The father of Broome tourism and quirky British politician Alistair McAlpine has died at the age of 71.

His family said Lord McAlpine died peacefully at his home in Italy on Friday.

Lord McAlpine was a former Conservative Party deputy chairman and treasurer but was best known in WA as the man who put Broome on the map for overseas travellers.

In Britain he was also known as the former aide to Margaret Thatcher who was wrongly accused of child abuse in a BBC report that led to a major crisis at the broadcaster.

British Prime Minister David Cameron led tributes to McAlpine, who, as a key fundraiser, helped secure Thatcher's three election triumphs that made her Britain's longest-serving leader in the 20th century.

"My thoughts are with Lord McAlpine's family - he was a dedicated supporter of Margaret Thatcher and the Conservative party," Cameron said on Twitter.

Love affair with Broome


Lord McAlpine, a British investor, author and raconteur, is credited with transforming Broome from pearling centre and remote coastal town into a modern tourism marvel.

He arrived in town int he late 1970s and bought the then doomed Sun Pictures.

He returned time and again, and in the early 80s purchased the site on which he would build Cable Beach Club Resort and Spa.

The deal was famously sealed in a pub - he signed a contract on the back of a beer coaster.

Lord Alistair McAlpine at his Pearl Coast Zoological Gardens, Broome in 1985. Picture: The West Australian


When Lord McAlpine bought the block, it was the spot for a resort in Broome.

The State Government joined Lord McAlpine in a $34 million joint venture and the resort opened in 1988 - the biggest and most expensive development the town had seen.

In March 2012, Lord McAlpine said he was concerned at the prospect of eco-hotels opening up through the Kimberley and people arriving to them on buses and in “gas guzzling” 4-wheel drives.

He was in Broome to be honoured as Freeman of the Municipality of Broome.

Last year, Broome businesspeople paid to have the entrepreneur's likeness immortalised in a bronze statue.

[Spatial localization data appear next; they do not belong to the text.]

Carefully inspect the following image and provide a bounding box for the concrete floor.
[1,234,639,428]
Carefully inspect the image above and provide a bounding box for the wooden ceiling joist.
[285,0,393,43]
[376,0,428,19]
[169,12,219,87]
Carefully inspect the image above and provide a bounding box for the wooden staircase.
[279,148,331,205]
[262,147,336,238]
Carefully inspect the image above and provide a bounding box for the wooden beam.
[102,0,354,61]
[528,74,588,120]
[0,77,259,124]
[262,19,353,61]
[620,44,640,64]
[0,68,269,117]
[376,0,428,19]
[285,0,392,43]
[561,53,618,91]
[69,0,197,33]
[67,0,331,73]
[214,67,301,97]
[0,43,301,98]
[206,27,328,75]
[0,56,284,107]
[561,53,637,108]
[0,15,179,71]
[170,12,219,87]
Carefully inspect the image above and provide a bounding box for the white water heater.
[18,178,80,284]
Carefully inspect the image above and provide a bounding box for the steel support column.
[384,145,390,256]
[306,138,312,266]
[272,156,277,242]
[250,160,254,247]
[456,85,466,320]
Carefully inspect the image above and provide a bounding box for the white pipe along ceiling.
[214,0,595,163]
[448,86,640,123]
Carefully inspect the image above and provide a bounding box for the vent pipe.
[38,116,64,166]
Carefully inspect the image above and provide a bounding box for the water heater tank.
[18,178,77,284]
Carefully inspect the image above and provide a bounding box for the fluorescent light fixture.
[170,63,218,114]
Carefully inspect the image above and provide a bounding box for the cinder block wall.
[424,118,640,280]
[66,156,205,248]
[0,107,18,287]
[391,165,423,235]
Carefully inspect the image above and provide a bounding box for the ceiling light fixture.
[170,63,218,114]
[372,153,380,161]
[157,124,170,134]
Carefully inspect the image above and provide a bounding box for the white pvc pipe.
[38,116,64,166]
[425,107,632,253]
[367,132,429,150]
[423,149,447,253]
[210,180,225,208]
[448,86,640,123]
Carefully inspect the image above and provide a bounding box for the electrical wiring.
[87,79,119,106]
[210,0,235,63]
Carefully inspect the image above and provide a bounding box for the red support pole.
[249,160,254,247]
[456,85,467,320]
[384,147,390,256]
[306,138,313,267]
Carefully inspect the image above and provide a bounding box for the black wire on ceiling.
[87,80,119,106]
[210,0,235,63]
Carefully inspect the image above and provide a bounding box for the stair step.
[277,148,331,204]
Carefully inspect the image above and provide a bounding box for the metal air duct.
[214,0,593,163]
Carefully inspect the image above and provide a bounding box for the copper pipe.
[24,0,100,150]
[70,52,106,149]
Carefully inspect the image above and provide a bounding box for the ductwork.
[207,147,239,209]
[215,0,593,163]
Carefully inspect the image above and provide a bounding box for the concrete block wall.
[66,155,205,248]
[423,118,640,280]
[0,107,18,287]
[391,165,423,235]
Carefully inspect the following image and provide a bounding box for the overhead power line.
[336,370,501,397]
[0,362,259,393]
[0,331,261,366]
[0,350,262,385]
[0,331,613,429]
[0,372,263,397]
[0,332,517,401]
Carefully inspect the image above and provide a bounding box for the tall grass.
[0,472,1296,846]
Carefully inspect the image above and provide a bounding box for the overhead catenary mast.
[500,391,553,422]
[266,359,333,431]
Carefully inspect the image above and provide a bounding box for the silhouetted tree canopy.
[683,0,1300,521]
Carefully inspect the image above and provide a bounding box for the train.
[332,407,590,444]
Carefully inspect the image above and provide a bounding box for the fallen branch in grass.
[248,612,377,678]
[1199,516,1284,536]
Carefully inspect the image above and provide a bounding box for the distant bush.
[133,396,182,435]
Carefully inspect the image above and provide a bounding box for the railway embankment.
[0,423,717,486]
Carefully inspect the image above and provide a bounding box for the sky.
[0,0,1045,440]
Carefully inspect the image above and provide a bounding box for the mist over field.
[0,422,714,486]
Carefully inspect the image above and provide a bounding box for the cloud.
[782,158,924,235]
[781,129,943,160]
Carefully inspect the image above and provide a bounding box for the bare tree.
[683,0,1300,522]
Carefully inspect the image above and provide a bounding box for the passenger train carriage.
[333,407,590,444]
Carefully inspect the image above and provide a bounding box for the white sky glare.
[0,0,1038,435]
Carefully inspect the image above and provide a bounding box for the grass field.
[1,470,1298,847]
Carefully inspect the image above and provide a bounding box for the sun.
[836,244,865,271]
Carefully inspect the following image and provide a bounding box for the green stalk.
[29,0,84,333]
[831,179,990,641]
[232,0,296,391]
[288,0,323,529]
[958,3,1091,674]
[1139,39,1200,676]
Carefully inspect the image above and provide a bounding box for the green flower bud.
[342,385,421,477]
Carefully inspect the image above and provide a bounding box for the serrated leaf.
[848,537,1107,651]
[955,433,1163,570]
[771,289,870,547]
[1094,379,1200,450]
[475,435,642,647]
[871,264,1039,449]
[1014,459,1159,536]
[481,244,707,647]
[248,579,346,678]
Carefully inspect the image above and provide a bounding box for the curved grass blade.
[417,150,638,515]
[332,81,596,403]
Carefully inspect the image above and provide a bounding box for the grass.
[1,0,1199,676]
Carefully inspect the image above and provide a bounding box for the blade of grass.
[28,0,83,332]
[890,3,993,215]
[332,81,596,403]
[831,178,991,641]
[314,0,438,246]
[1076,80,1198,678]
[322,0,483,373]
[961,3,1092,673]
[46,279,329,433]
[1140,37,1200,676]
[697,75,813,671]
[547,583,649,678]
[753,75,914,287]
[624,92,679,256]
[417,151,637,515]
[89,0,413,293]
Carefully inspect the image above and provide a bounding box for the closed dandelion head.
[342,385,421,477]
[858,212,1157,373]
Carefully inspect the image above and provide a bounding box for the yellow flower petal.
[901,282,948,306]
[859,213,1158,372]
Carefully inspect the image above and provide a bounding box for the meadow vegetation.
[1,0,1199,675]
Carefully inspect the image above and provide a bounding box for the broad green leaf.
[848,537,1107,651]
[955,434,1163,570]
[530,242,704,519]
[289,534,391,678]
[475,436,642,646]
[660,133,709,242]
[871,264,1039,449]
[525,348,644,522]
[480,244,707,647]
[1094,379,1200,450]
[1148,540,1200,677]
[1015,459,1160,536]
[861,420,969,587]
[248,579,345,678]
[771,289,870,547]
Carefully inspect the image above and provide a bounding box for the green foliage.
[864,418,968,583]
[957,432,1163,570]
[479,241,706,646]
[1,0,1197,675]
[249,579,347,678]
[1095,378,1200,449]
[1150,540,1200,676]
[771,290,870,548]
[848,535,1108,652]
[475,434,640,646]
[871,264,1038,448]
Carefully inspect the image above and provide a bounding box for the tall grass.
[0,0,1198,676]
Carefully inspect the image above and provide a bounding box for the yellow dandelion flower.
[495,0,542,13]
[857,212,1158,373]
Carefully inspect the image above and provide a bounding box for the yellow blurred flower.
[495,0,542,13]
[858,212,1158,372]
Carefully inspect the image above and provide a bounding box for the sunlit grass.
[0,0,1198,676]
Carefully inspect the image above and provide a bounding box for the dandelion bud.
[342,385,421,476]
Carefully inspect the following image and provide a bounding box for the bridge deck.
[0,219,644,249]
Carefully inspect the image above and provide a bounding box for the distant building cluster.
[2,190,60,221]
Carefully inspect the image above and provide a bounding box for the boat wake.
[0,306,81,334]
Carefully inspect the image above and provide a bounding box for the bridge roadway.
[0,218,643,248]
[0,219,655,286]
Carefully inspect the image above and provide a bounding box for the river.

They said the $36,000 sculpture was a fitting gesture to the man who put Broome on the map.

BBC scandal


Lord McAlpine largely disappeared from public view after Thatcher's fall from power in 1990 until a 2012 BBC report accused an unnamed "leading Conservative politician from the Thatcher years" of sexually abusing boys in the 1970s and 1980s.

Lord McAlpine was widely named on the Internet as the subject of the report, which the BBC later admitted was wrong, sparking one of the worst crises in the British public broadcaster's 90-year history.

The scandal caused the then Director General George Entwistle to resign after the abuse victim central to the BBC investigation said McAlpine was not one his attackers.

The publicly-owned broadcaster paid 185,000 pounds ($304,000) to McAlpine, who also received damages from others who had reported the story.

In a closely-watched Twitter libel case, the wife of a British parliamentarian paid damages to McAlpine after a court ruled her tweet, "Why is Lord McAlpine trending? *Innocent face*", was defamatory.

Several other people with wide followings on Twitter, who had also repeated the false allegation, voluntarily settled out of court.

McAlpine, a property developer who was also a gallery owner and art collector, died peacefully at his home in Italy on Friday, his family said.